Another sports season has passed. How do I know? Because the infamous end-of-season trophy was given to the 10-year old today. Basketball is about done, and their team ended the season with a winning record. There is no tournament for this league, and so everyone gets one of the same small participation trophies.These same trophies have been given out for generations- I can still remember the excitement about getting mine when I was small.
Hopefully this type of "everyone's a winner" trophy doesn't hurt more than it helps though. There is a lot of buzz out right now about how kids today lack "grit". In today's world, many kids- especially those in suburban neighborhoods- are not being allowed to fail.
What's wrong with that, you ask? I thought the same thing, and the more I read about it, the more I felt guilty. I have always been a bit of an enabler- not in an overly bad way, but more in the line of being over-motherly (aka Smotherly). Simple things like putting the 10-year old's clothes away or making his lunch for him are things I have had to force myself to make him do. When he is struggling with homework, I catch myself wanting to help too much, which in turn teaches him to rely on others instead of himself.
When it comes to sports, I feel that I am much less of a Smother. I have always been the type of parent that is just fine with a coach yelling at my kid if he screws up. My husband and I both played sports, so we know it's part of the package. I'm also not unrealistic about my son's abilities- he's not the worst, and he's not the best. So if he complains about not getting more play time- I simply tell him he hasn't earned it and needs to practice harder. But my husband and I are always willing to practice with him. I was also never the parent to play a board game with one of my kids and purposely let them win- even at the age of Candyland. Not only am I competitive...but I really felt like they needed to understand that sometimes you win- and sometimes you lose. If they started to get a bad attitude when they hit a "chute", I would tell them to suck it up or we would put the game away- nobody wants to play with a sore loser.

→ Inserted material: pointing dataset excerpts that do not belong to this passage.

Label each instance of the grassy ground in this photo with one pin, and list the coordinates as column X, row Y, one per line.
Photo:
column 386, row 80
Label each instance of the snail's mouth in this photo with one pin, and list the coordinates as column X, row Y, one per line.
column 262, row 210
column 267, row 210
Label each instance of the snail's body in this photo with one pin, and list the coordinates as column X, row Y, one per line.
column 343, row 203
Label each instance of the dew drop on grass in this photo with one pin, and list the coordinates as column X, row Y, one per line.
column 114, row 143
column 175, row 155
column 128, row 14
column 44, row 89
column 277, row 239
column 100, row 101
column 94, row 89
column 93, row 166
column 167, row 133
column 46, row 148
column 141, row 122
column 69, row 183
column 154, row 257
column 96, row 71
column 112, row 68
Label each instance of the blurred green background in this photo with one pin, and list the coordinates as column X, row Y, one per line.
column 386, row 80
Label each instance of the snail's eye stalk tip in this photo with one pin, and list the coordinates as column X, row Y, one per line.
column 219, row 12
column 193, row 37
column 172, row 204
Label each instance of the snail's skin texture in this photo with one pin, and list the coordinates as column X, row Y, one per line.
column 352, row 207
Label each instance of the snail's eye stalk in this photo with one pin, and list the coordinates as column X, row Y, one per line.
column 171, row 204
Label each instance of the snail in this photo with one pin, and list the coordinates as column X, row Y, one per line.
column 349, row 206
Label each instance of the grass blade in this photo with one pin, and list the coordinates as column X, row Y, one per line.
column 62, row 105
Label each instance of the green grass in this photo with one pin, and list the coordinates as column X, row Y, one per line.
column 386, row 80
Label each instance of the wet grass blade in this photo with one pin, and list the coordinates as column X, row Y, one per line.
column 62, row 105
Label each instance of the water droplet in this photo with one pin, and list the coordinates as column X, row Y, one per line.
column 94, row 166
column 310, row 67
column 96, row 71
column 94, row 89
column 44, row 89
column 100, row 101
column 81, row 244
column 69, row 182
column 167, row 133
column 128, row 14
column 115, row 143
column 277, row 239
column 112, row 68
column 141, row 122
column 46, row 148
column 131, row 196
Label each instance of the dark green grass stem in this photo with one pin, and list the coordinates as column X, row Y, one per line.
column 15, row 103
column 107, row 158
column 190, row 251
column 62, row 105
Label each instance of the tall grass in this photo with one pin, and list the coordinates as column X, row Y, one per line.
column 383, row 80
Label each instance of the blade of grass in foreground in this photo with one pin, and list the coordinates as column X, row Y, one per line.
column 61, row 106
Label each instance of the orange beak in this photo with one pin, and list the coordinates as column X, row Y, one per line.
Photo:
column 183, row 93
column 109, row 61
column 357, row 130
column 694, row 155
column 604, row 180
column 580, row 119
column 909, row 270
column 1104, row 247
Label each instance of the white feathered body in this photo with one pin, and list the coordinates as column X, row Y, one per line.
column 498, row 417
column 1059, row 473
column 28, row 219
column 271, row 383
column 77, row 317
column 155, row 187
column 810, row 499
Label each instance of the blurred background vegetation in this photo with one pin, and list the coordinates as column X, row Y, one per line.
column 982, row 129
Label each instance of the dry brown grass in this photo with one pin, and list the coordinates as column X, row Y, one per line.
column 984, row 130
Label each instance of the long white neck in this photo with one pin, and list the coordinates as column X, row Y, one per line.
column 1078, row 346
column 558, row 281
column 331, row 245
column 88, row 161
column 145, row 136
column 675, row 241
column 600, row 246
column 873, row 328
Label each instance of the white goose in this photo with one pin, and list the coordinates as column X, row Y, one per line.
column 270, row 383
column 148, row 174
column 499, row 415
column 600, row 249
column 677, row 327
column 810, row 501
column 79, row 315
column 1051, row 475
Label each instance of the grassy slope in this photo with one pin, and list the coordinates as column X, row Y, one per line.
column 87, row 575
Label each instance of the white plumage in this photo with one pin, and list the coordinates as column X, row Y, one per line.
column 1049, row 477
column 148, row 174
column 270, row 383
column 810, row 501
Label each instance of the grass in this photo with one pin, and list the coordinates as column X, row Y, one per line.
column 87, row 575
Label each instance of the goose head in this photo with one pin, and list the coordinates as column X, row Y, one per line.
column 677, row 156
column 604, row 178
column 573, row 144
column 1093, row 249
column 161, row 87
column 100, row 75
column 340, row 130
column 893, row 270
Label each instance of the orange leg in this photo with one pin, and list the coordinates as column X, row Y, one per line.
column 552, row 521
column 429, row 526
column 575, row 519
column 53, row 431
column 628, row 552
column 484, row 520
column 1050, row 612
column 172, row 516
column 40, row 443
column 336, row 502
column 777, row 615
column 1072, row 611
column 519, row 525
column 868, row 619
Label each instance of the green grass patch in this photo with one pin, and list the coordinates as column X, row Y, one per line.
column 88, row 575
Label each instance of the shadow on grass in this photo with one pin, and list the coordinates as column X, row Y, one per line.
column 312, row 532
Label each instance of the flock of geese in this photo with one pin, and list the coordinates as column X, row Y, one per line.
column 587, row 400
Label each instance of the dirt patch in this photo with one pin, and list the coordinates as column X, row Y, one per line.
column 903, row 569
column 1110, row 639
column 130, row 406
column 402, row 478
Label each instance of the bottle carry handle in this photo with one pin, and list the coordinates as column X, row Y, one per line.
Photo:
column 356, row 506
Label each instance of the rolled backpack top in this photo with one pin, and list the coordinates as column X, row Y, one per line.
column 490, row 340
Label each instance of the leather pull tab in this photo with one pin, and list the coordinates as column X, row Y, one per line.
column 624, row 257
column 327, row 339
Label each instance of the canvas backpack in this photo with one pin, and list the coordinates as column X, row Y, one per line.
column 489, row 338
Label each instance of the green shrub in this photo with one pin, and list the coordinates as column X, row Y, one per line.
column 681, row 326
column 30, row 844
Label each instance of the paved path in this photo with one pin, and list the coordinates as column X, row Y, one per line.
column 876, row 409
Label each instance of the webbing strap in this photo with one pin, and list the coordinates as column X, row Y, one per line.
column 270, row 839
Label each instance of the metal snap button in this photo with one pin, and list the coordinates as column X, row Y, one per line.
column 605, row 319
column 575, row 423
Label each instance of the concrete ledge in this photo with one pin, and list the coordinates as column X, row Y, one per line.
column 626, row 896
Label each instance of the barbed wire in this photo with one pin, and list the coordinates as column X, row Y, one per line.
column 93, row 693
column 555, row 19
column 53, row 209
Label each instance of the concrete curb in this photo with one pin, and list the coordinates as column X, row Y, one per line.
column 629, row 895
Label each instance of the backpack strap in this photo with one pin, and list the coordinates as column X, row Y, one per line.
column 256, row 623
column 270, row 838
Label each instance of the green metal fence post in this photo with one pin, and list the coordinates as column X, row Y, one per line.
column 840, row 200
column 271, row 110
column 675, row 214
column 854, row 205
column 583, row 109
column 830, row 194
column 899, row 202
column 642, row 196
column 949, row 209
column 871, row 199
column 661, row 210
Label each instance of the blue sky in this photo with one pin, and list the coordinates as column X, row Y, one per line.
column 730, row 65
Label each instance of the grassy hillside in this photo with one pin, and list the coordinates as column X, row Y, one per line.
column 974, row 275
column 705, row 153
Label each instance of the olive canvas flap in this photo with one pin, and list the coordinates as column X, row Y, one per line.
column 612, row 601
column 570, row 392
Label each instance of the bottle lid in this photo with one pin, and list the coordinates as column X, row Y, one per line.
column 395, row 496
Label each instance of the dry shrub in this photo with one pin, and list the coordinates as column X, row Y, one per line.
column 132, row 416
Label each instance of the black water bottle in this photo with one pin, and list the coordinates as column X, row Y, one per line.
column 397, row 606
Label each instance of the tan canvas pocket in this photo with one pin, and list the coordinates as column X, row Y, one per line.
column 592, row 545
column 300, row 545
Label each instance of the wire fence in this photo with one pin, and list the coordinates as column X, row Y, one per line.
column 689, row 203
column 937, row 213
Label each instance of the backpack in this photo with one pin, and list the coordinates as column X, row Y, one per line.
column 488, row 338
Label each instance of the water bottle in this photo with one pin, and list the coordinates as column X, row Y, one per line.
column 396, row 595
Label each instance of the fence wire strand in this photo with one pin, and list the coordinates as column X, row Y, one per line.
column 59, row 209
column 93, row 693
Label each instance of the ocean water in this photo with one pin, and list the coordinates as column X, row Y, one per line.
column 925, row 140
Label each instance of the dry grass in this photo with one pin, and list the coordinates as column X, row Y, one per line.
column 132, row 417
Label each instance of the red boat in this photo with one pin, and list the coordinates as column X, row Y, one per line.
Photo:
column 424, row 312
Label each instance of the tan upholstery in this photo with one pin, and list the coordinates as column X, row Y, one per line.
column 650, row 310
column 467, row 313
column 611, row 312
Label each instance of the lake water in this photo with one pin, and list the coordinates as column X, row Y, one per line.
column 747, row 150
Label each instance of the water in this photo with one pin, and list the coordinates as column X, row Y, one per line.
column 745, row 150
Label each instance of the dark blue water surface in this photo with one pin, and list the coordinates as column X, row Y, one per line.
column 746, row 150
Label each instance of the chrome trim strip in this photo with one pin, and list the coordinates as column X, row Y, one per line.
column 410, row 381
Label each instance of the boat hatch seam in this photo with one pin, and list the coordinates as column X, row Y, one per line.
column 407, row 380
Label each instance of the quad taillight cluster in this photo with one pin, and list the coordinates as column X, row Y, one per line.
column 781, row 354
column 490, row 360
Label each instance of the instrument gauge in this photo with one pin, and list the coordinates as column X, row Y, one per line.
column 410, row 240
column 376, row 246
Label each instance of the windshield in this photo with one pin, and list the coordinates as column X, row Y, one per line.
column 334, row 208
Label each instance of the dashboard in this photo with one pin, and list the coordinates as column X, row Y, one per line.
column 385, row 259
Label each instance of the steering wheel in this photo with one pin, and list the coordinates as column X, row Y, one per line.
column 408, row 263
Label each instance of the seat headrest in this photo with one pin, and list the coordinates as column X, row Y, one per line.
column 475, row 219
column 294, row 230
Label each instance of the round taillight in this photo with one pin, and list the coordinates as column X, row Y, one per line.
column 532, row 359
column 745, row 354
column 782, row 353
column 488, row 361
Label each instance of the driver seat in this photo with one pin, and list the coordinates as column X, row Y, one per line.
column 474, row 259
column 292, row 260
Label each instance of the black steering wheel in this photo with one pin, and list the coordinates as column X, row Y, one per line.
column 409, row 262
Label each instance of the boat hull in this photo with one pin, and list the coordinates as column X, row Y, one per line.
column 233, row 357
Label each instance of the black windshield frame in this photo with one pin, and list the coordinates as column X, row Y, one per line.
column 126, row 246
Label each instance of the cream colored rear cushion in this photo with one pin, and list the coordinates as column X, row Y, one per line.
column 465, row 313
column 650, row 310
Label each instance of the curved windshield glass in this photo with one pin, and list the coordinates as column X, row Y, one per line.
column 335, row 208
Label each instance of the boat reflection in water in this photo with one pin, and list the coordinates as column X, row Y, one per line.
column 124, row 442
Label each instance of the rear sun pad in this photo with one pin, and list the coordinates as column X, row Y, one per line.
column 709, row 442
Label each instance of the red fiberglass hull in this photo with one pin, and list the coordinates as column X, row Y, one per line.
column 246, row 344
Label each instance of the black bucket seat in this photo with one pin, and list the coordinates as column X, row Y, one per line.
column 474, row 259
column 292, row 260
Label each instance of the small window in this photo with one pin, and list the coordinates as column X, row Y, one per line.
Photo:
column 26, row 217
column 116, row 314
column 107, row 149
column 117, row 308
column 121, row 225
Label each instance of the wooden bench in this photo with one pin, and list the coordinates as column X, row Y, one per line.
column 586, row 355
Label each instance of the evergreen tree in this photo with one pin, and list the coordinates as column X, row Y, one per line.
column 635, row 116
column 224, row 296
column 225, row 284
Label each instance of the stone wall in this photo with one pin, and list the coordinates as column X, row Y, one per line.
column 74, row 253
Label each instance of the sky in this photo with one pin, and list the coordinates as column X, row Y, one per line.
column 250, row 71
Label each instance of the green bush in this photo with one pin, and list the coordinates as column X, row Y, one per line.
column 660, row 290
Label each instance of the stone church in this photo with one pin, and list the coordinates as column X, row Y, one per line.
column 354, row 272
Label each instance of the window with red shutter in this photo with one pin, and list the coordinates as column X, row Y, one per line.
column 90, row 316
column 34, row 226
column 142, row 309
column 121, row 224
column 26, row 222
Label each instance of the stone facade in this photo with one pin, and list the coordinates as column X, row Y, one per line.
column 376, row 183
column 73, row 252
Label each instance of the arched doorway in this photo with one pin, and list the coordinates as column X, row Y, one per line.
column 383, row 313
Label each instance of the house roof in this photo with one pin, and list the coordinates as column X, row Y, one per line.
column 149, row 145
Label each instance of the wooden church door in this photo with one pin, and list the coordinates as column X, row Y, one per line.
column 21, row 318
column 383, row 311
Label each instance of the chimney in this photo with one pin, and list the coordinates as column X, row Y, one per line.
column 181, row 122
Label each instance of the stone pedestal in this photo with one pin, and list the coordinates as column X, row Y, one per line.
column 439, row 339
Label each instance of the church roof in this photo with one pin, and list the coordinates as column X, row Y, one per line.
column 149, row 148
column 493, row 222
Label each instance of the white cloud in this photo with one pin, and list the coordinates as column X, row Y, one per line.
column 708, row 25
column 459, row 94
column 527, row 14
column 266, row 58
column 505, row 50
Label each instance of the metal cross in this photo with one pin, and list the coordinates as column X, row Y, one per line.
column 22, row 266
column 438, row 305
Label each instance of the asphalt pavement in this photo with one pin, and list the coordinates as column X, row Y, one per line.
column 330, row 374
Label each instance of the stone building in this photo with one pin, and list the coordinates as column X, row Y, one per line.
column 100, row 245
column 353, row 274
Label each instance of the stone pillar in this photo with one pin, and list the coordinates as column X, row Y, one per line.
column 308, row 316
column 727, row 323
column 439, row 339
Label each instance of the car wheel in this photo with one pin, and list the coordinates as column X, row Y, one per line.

Letting your kids "fail" is one of the hardest things to do as a parent. We instictively want to swoop in and save the day. We don't want our kids to fall, or miss a goal, or have negative interactions with others. But the reality is these are true life lessons that they need to learn- the sooner the better. If you never lose, you don't learn how to use that anger and frustration to work harder towards a goal- and the sweetness of a victory after a failure is twice as nice. Learning how to deal with negative interactions- whether from a coach or a peer- will help them as young adults when they are thrown into a world where their parents aren't there to protect them. And making their own lunch and folding their own laundry will teach them responsibility, respect, and allow them to have life-skills later on in life.
So don't be afraid to let your kids slip, stumble, lose, or fail. Stand by their side as they pick themselves up, brush themselves off, and keep moving forward without whining. It can be rough- on both of you- at first, but in the end they will have "grit" that will help them be successful in life.